When an exhibition contains over 70 pieces of artwork, along with multiple interdisciplinary pieces from four artist groups, one of the strongest challenges is how to order and arrange everything so that it flows, and is engaging to all who experience it.
In the case of LeRoi: Living in Color, Burchfield Penney exhibition curator, Tiffany Gaines, has spent hours studying all the artwork and developing a layout to best serve the various mediums that will be on display. She began by defining my artwork according to the periods in which I created them.
My first is a Geometric Period which spanned the 1980’s-90’s, but had its foundation in my teenage years.
The only real art education I ever received was during a limited time in the 1960’s. That’s when I was enrolled in the Commercial Art and Industrial Design Program at Hutchinson Central Technical High School---Hutch Tech.
The purpose of the course was to focus the students on structure and form. The thing was, I hated structure. I want to be free to create my artwork, not follow a predetermined pattern. That’s why despite a straight “A” average, after one year at Hutch Tech I left the Commercial Art and Design Program and transferred to East High School.
That change challenged me to begin creating large scale unstructured art in the apartment where I was living at the time. I painted random shapes and forms on the walls of my living room, allowing the artwork to envelop the space.
In the bathroom, I splattered paint across the walls and ceiling and had my friends hold me sideways and upside down so I could stamp imprints of my feet up, above, and over. I have no idea how we ever got that done!

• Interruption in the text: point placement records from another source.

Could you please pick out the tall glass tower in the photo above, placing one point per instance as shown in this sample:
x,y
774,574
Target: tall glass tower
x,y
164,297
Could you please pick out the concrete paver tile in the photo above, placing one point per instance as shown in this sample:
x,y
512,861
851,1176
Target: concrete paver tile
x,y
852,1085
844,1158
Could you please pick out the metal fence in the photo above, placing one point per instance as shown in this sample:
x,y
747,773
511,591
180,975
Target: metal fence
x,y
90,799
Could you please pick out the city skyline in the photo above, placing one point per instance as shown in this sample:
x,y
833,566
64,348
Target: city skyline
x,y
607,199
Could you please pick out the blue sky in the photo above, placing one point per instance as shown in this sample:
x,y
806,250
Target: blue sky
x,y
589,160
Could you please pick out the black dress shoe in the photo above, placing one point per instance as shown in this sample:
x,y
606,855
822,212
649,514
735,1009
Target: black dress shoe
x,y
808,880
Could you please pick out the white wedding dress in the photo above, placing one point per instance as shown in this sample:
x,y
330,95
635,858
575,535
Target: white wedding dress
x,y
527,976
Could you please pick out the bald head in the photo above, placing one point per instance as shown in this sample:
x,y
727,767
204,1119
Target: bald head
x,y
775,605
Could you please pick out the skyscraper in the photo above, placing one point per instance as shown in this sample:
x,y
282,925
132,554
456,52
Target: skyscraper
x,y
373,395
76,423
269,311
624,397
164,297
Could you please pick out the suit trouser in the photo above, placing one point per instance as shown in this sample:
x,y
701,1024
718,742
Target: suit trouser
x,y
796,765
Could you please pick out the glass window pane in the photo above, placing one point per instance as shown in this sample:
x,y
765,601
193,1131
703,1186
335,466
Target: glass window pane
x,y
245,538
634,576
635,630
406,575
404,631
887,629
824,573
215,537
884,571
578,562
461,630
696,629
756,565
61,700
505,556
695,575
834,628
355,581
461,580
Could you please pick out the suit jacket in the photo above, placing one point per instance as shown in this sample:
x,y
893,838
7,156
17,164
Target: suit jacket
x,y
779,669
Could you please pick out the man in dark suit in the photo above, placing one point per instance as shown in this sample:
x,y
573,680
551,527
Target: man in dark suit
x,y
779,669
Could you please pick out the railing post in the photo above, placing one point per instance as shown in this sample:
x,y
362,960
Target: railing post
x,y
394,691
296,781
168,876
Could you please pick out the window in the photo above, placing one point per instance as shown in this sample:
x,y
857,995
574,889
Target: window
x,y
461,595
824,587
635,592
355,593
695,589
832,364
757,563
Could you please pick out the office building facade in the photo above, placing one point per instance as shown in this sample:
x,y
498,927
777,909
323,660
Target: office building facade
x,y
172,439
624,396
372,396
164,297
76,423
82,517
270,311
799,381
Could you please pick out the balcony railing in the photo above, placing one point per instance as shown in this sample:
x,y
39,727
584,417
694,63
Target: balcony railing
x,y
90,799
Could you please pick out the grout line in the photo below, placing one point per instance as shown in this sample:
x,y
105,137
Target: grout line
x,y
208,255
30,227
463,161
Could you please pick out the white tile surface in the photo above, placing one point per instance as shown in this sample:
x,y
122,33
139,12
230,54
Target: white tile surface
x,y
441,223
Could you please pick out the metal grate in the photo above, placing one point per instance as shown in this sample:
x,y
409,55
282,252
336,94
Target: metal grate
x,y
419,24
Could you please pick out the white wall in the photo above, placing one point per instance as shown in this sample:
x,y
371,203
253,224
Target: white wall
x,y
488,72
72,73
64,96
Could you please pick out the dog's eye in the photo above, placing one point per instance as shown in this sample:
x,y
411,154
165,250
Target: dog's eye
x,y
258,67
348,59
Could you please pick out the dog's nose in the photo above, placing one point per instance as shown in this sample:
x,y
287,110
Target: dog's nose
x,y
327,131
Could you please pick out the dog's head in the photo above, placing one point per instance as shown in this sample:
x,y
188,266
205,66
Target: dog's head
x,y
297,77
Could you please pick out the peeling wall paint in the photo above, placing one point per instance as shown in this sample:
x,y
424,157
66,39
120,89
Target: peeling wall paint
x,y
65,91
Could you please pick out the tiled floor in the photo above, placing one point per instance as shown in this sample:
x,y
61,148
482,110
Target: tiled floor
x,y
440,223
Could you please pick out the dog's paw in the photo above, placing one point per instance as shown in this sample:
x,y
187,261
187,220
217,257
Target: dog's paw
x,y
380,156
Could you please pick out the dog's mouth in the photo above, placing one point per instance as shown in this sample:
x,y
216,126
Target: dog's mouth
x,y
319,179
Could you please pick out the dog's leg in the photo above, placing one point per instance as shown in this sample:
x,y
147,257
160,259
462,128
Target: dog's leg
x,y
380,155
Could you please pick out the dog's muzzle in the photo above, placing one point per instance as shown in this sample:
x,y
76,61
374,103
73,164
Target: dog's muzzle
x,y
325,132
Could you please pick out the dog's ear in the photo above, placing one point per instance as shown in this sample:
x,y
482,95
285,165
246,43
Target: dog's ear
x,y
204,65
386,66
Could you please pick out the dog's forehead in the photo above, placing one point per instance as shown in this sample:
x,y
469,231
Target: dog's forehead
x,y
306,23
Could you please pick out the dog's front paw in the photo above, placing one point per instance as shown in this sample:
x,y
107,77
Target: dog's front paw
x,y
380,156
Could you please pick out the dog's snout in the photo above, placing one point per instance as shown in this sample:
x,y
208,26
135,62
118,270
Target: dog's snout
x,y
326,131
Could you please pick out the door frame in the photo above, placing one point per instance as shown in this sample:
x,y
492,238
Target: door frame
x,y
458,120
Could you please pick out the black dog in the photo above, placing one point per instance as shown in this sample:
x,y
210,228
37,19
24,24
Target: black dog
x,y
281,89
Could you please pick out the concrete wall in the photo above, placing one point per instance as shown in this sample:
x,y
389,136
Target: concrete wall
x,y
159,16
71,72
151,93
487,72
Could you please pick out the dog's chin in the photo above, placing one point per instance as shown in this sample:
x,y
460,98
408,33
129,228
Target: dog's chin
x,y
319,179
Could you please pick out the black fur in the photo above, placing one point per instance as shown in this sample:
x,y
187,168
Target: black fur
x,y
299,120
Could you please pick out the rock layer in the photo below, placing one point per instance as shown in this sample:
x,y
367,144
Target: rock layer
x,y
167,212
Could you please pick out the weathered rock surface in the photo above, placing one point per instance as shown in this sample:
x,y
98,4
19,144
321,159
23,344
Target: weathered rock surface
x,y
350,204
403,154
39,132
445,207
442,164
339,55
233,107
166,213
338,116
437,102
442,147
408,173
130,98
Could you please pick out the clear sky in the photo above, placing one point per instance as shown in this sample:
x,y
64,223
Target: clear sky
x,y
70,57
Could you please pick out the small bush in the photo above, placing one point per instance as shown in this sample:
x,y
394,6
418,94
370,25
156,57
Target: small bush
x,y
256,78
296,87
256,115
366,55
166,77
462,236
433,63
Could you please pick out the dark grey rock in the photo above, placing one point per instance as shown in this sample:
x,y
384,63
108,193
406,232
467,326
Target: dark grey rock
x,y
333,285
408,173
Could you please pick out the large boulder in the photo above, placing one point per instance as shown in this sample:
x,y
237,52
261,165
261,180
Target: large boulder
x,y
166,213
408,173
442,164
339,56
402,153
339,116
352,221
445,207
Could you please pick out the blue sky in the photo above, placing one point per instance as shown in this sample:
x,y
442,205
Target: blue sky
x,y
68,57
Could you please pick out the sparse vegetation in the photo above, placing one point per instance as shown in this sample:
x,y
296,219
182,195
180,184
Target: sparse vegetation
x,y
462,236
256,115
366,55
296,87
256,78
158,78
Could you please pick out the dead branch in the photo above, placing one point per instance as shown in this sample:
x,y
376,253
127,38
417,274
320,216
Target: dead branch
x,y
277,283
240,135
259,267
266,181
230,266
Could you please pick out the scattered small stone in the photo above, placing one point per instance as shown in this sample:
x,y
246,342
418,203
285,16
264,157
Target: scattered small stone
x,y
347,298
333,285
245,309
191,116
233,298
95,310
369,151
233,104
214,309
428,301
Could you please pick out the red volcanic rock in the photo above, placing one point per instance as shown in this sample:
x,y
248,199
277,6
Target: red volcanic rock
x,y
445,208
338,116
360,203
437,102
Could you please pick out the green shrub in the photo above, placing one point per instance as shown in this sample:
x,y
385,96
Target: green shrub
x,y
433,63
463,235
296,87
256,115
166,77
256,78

As I grew as a person and an artist, I continued to create in ways that I believed were leaving behind all forms of structured art. Looking back,, I now realize that what I was really doing was incorporating the principles of structure I had shunned as a teen into all of my early work.
I needed that foundation of structure, shapes and grids as a guiding force to advance and evolve my artwork, as I envisioned it at that time.
No matter how I tried NOT to focus on structured styles, my first artist’s period became all about geometric shapes and forms. This image of my artwork from that period is titled, GeometricNot.
LEROI: Living in Color Exhibition includes the work of students from Buffalo Center for Arts and Technology (BCAT,) Buffalo Public Schools (BPS,) Just Buffalo Literary Center (JBLC,) and Squeaky Wheel Film & Media Art Center. The exhibition will be on view at the Burchfield Penney Art Center through March 26, 2023, presented by M&T Bank, with additional support from organizations and individuals throughout the Western New York community.